Joseph Newey, an English civil engineer from West Bromwich, was the son of George Newey and his wife Sarah, born Garland. He was a member of the (British) Institution of Civil Engineers and Fellow of the Imperial Institute. In November or December 1872 he was appointed in the civil service of the Cape Colony as an engineer on the staff of the chief inspector of public works. His first task was to erect two iron lattice girder bridges at King William’s Town and Committees Drift, followed by the design and building of dozens of other bridges throughout the Eastern Cape and Transkei, notably seven stone arch bridges at Cala, Barkly East (2), Ugie, Maclear, Aliwal North and Lady Grey. After the devastating floods of December 1874 he was entrusted with the reconstruction of all bridges damaged or destroyed by the floods in the Eastern Cape.

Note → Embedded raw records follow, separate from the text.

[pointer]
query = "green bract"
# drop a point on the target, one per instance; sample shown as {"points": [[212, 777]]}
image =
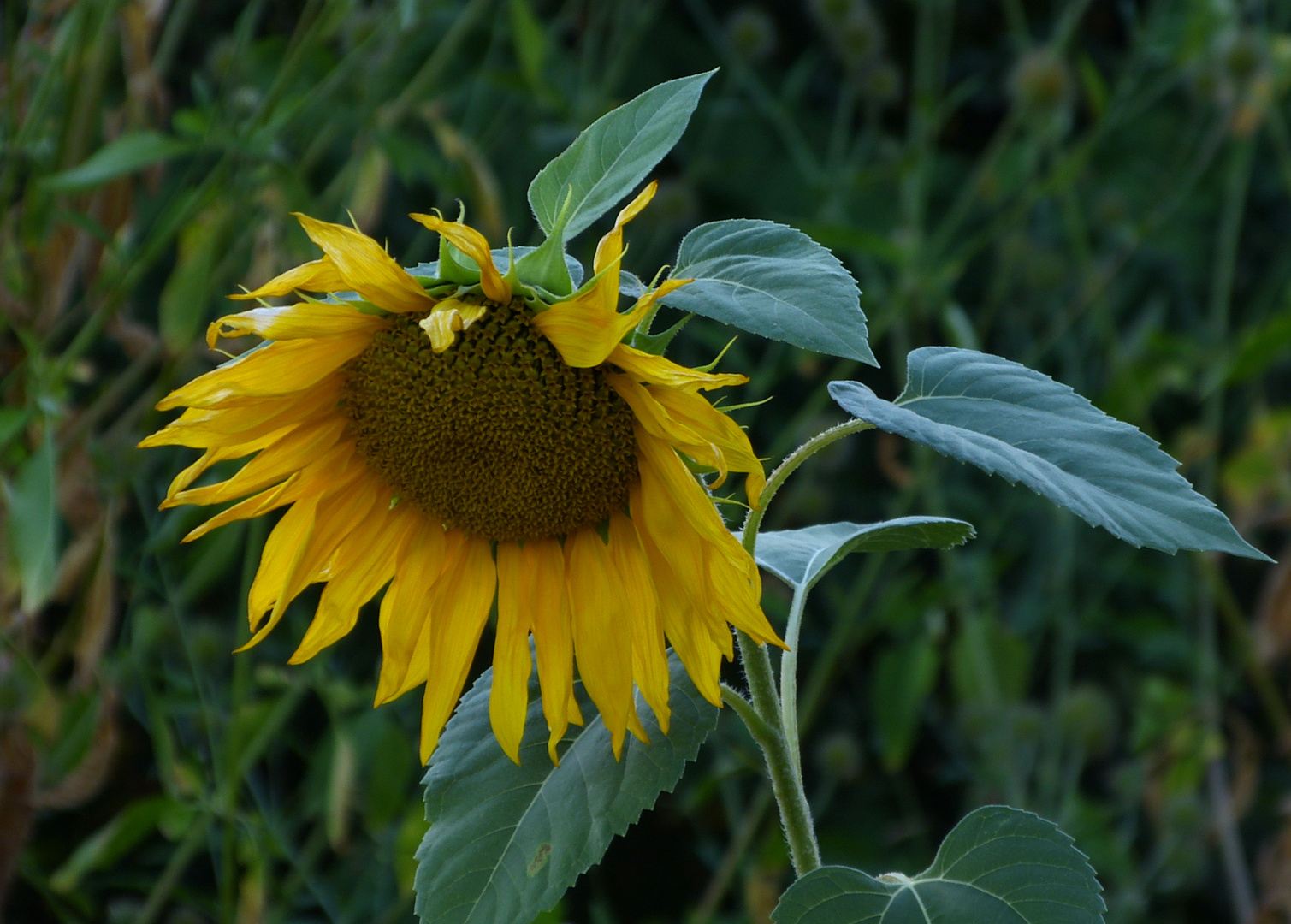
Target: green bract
{"points": [[506, 840]]}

In 1878 Newey was appointed justice of the peace at Komga. During the war against the AmaGcaleka (a Xhosa tribe) that same year, and during other periods of unrest, he performed special service in military engineering works. From November 1877 he was in charge of the construction of the Aliwal North and Kraai River bridges and other works and surveys, until his appointment as engineering assistant in Cape Town on 1 September 1881. He was promoted to district inspector at King William's Town in July 1882. During the next few years he compiled plans of the roads in the Stutterheim area (1883) and a map of Gaika location showing portions of the divisions of Cathcart, Stutterheim and Komga (1889). On 1 June 1893 he was promoted to chief inspector of public works (in charge of the Public Works Department), a post he held until he retired on pension in 1905.
In 1902 Newey became a foundation member of the South African Association for the Advancement of Science. In 1869 he married Elizabeth Townsend Ball, with whom he had seven children.